On parle ici de la casse sociale, des fermetures d’usine, des licenciements, ça tombe comme à Gravelotte et l’on dirait bien que les mots en « ance » —confiance, relance — restent désespérément impuissants devant les mots en « ion » —récession, déflation, Davignon, je rigole —. Mais enfin, c’est à se demander si certains non plus ne profiteraient pas d’une sorte d’effet d’aubaine en faisant porter par la crise des décisions autrement stratégiques et si certains capitaines d’industrie ne licencieraient pas aujourd’hui comme des pétroliers dégazent en haute mer.

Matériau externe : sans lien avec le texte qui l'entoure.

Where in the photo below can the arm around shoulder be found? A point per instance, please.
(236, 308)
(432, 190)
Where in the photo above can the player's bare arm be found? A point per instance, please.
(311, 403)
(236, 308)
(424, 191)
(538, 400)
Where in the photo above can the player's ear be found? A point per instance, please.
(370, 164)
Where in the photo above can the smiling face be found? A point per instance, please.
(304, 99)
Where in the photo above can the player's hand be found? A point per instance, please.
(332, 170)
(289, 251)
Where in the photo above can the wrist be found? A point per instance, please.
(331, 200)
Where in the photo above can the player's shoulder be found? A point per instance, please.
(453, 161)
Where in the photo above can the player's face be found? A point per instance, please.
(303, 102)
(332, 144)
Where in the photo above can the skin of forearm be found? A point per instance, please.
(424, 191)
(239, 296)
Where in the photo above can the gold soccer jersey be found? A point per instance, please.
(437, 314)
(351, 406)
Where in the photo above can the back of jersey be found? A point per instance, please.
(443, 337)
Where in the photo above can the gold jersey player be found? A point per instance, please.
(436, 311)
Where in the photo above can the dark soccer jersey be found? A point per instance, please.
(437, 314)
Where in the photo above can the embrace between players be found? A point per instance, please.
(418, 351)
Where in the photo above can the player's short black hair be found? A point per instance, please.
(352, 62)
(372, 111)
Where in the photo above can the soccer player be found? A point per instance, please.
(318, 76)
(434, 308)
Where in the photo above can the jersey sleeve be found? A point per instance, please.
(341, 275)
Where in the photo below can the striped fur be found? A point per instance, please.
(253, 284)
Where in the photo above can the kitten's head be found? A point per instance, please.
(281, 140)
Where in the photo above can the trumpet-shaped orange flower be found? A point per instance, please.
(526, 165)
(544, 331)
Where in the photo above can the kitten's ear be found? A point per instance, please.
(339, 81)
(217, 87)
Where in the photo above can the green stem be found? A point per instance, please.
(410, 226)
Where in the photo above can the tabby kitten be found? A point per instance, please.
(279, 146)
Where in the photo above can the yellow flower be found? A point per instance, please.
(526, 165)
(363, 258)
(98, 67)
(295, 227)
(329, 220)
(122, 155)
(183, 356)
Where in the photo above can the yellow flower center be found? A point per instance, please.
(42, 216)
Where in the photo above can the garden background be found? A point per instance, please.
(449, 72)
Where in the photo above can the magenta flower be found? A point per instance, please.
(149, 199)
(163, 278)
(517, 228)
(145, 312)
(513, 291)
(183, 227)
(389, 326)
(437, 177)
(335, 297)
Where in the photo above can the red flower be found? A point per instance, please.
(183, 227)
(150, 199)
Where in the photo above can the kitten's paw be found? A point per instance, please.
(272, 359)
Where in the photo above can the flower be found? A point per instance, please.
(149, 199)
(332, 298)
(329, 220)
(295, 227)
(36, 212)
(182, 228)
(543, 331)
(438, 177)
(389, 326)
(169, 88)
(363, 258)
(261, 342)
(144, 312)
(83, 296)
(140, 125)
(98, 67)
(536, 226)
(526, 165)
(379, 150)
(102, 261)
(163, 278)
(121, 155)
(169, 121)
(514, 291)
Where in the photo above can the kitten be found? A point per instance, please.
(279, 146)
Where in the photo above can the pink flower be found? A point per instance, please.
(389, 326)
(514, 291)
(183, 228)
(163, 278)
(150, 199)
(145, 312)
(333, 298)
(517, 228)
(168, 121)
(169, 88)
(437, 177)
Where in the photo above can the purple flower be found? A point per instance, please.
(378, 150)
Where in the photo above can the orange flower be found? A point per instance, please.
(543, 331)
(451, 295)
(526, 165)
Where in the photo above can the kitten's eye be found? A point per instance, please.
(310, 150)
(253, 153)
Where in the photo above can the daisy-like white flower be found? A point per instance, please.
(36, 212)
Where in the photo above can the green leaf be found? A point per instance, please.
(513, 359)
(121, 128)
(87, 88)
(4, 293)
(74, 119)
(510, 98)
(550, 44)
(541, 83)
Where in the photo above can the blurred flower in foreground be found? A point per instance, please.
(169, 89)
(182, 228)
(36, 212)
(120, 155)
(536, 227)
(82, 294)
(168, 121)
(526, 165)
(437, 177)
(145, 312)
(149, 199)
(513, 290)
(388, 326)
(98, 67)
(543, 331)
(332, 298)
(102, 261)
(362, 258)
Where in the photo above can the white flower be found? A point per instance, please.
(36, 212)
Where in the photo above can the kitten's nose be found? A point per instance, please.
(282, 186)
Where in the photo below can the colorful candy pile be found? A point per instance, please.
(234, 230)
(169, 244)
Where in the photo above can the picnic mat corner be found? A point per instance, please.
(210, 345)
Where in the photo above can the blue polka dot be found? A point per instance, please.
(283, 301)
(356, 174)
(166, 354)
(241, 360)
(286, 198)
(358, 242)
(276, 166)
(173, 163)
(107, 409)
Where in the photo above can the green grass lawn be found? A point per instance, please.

J’y pensais avec cette histoire de la fermeture du site historique de la moutarde de Dijon. Présentée comme une disparition à haute portée symbolique — vous imaginez : en moins de deux mois les subprimes ont eu raison des petits oignons et des cornichons, c’est dire la difficulté des temps présents et la dureté de ceux à venir ! — on sait aujourd’hui qu’il ne s’agissait là que de la chronique d’une fermeture annoncée depuis le siège de la multinationale américaine à qui appartiennent Amora, Maille, leur moutarde, leurs oignons et leurs cornichons. Cette usine et ces emplois-là, on les a pourtant portés au débit de la crise.
Il y a des jours, Pascal, où pour paraphraser André Malraux, on se demande si, par ailleurs, l’industrie ce ne serait pas parfois du cinéma. Allez, belle journée et puis aussi bonne chance.